Savills

Research article

Housebuilding and development

The future of housebuilding  

Although it will take years for housing delivery to return to pre-pandemic levels, affordable housing and Build to Rent are expected to make up a greater share of housing delivery over the next five years, says Emily Williams.


 



In the year to March 2021, England’s housing delivery fell by 15%. The new Affordable Homes Programme and rising Build to Rent (BtR) investment will help fuel the recovery, but we predict housing delivery will fall again in 2021/22 and only return to pre-pandemic levels in 2025/26.

 

You can only finish what you’ve started

The fall in housing supply through 2021 and 2022 is largely down to construction timings. While housing completions fell by 15% in 2020/21, starts were down 25% year on year. That smaller pipeline of homes under construction means we’ll see fewer homes completed in the coming year.

This adds to a trend that emerged long before Covid-19. The number of homes under construction had been falling since the beginning of 2019, as completion numbers overtook starts. Housing delivery must naturally fall as a result. But why are housebuilders starting work on fewer homes?

 

Bye-bye, Help to Buy

One reason could be that housebuilders were preparing for a drop in demand as the Government introduced tighter restrictions on the Help to Buy (HtB) scheme in April 2021. Through 2019, Savills land agency colleagues reported growing demand for smaller sites that could be completed before the HtB restrictions came into place. With the scheme due to end entirely in 2023, housebuilders may be more hesitant to commit to larger sites.

Another reason for falling starts may be that we don’t have enough land with planning permission in the right places. Our analysis shows the average planning permission is getting bigger, which means sites gaining consent now will take longer to deliver. It also shows permissions are skewed to areas with lower housing demand, with land availability stubbornly low in the markets where affordability pressures are greatest. 

The withdrawal of government support and the challenge of building out homes on larger sites mean we expect affordable housing and BtR to make up a greater share of housing delivery over the next five years.

Diversity of tenure

The 2021-26 Affordable Homes Programme commits £12 billion in funding to deliver 180,000 homes over the next five years.

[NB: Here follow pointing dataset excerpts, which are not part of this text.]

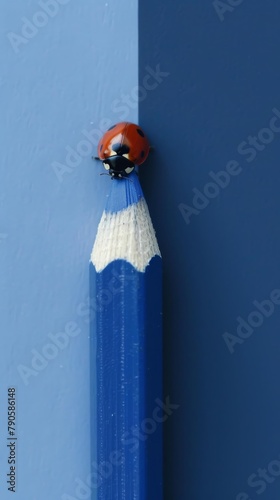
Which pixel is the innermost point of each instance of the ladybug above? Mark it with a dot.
(123, 146)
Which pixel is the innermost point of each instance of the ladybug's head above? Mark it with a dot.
(122, 147)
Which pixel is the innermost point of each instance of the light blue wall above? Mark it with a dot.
(68, 76)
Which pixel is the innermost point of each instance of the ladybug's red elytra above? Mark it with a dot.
(123, 146)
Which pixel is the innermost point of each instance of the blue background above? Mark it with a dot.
(64, 80)
(222, 87)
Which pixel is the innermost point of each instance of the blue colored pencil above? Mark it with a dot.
(126, 348)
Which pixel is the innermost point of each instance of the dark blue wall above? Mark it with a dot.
(221, 249)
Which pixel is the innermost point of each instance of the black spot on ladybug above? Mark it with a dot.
(120, 149)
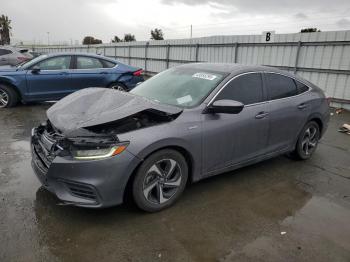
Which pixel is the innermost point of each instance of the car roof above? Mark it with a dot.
(79, 53)
(230, 68)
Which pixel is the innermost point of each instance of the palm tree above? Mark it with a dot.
(5, 30)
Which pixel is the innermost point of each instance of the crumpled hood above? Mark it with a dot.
(95, 106)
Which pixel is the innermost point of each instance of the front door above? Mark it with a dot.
(229, 139)
(50, 79)
(288, 111)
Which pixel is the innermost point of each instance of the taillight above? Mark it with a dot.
(138, 72)
(22, 58)
(328, 98)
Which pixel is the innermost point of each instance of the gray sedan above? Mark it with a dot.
(185, 124)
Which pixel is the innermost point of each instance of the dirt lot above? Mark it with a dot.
(278, 210)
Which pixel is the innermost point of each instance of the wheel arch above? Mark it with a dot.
(318, 119)
(182, 150)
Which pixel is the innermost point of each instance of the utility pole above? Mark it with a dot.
(48, 38)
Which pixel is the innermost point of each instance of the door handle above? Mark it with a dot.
(302, 106)
(261, 115)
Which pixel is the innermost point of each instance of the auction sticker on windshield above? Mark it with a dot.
(184, 99)
(205, 76)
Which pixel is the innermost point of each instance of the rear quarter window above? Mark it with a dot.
(301, 88)
(280, 86)
(108, 64)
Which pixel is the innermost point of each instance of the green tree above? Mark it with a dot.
(116, 39)
(5, 30)
(157, 34)
(309, 30)
(90, 40)
(129, 38)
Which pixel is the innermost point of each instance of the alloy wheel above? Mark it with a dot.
(4, 98)
(162, 181)
(309, 140)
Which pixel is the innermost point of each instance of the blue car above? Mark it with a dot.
(51, 77)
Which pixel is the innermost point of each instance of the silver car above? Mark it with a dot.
(13, 56)
(182, 125)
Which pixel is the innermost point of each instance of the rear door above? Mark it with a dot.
(90, 72)
(288, 111)
(52, 81)
(4, 55)
(229, 139)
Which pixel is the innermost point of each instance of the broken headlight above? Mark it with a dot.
(98, 153)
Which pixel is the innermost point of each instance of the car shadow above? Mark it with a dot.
(233, 204)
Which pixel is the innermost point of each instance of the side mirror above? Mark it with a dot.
(225, 106)
(35, 70)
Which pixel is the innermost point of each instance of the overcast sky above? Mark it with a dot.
(68, 20)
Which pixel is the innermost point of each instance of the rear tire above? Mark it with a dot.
(307, 141)
(160, 180)
(8, 96)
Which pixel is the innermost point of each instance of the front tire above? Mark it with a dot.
(307, 141)
(160, 180)
(8, 97)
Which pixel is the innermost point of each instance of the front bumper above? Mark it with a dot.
(87, 183)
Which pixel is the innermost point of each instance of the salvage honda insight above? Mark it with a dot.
(182, 125)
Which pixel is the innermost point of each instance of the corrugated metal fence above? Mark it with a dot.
(322, 58)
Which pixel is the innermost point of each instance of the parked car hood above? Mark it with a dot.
(96, 106)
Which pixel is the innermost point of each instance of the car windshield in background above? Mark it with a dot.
(179, 87)
(29, 63)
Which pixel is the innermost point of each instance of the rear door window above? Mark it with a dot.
(301, 88)
(246, 89)
(280, 86)
(84, 62)
(55, 63)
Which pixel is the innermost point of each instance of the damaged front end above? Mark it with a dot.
(85, 125)
(73, 151)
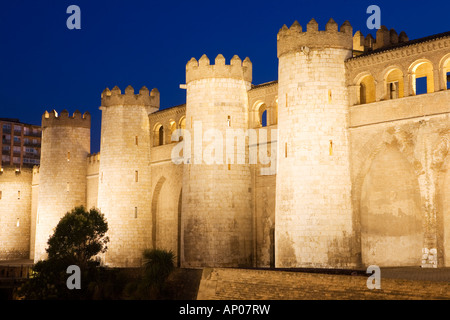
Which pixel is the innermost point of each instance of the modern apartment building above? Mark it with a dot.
(20, 143)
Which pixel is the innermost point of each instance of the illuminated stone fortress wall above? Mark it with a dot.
(357, 131)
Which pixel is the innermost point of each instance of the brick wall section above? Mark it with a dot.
(239, 284)
(314, 224)
(15, 213)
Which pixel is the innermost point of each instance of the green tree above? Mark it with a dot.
(79, 236)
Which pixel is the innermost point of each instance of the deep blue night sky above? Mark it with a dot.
(44, 65)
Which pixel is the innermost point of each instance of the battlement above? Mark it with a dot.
(11, 171)
(93, 158)
(52, 119)
(384, 38)
(145, 97)
(202, 69)
(295, 39)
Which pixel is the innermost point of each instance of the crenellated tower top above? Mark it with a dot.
(53, 119)
(145, 97)
(202, 69)
(295, 39)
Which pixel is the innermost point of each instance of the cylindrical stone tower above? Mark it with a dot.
(124, 173)
(65, 147)
(313, 224)
(216, 199)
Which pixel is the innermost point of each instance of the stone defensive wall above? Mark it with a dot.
(15, 208)
(163, 123)
(246, 284)
(145, 97)
(52, 118)
(294, 39)
(93, 168)
(202, 69)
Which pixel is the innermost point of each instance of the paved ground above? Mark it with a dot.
(16, 263)
(417, 273)
(406, 273)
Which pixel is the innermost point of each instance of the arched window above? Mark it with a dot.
(394, 84)
(262, 112)
(367, 90)
(183, 123)
(264, 118)
(447, 74)
(423, 81)
(158, 135)
(161, 136)
(173, 127)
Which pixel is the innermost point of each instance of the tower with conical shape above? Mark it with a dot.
(124, 173)
(65, 146)
(313, 197)
(216, 199)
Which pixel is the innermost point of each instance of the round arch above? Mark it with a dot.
(393, 80)
(367, 88)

We also have growing demand from investors through for-profit social housing providers, greater development capacity from local authorities, and commitment from housing associations to keep investing in new homes.

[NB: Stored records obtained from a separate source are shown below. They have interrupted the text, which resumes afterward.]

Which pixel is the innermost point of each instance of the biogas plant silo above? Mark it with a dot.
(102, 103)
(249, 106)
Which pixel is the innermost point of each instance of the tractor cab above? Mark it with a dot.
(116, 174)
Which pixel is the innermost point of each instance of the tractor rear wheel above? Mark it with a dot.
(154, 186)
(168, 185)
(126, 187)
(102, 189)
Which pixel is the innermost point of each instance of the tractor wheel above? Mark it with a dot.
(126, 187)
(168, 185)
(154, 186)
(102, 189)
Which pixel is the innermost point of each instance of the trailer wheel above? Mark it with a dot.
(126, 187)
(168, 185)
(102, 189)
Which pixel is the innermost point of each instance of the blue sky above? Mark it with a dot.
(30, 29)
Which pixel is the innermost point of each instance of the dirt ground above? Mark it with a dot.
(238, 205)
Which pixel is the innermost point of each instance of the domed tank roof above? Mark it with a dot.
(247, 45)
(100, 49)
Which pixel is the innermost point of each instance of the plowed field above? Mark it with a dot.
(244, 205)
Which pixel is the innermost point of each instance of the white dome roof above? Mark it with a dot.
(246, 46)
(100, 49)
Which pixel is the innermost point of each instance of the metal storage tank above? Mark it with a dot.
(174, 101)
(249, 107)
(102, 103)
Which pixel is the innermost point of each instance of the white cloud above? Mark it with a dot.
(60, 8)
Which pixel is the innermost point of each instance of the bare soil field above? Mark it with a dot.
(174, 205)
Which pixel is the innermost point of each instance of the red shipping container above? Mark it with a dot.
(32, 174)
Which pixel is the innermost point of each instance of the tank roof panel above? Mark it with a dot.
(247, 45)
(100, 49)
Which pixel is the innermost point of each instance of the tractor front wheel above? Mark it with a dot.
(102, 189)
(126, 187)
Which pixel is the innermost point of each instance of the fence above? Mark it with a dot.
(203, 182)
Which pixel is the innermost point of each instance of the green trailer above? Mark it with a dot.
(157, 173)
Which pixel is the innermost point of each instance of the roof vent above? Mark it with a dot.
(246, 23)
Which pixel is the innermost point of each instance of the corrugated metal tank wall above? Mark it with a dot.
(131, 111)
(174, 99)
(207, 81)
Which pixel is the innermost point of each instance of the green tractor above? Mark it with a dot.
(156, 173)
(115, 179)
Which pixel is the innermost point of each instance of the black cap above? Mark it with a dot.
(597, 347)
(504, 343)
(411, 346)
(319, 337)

While we expect fewer affordable homes from developer contributions over the next five years, we still expect an average of 60,000 new affordable homes to complete each year until 2026.

We also expect large institutional investors to back the delivery of more homes for private rent. The number of homes built specifically for the private rental market doubled between 2016/17 and 2019/20, from around 7,000 to 14,000 completions. With rising investor demand for homes in suburban and town locations, we believe delivery could more than double again to 30,000 annual BtR completions by 2025/26.

Reaching new heights?

Developers are also facing the possibility of significant shifts in housebuilding policy. In recent years, the Government has given the housebuilding industry a clear target of building 300,000 homes a year, and focused interventions on ensuring that the planning system is responding to the market to deliver into high-demand areas. Housing affordability has been used as a key indicator for places that need higher volumes of new homes.

However, the appointment of Michael Gove as Secretary of State for Levelling Up, Housing and Communities appears to be signalling a shift in government thinking. At the Conservative Party Conference, Gove mentioned that “focus [for housebuilding] shouldn’t necessarily be geographically where it’s been before”, instead focusing on the Midlands and North of England as part of the wider levelling-up agenda.

While the Government so far remains committed to the 300,000 homes target, it is unclear how this level of development can be achieved if planning policy is not aligned with market signals.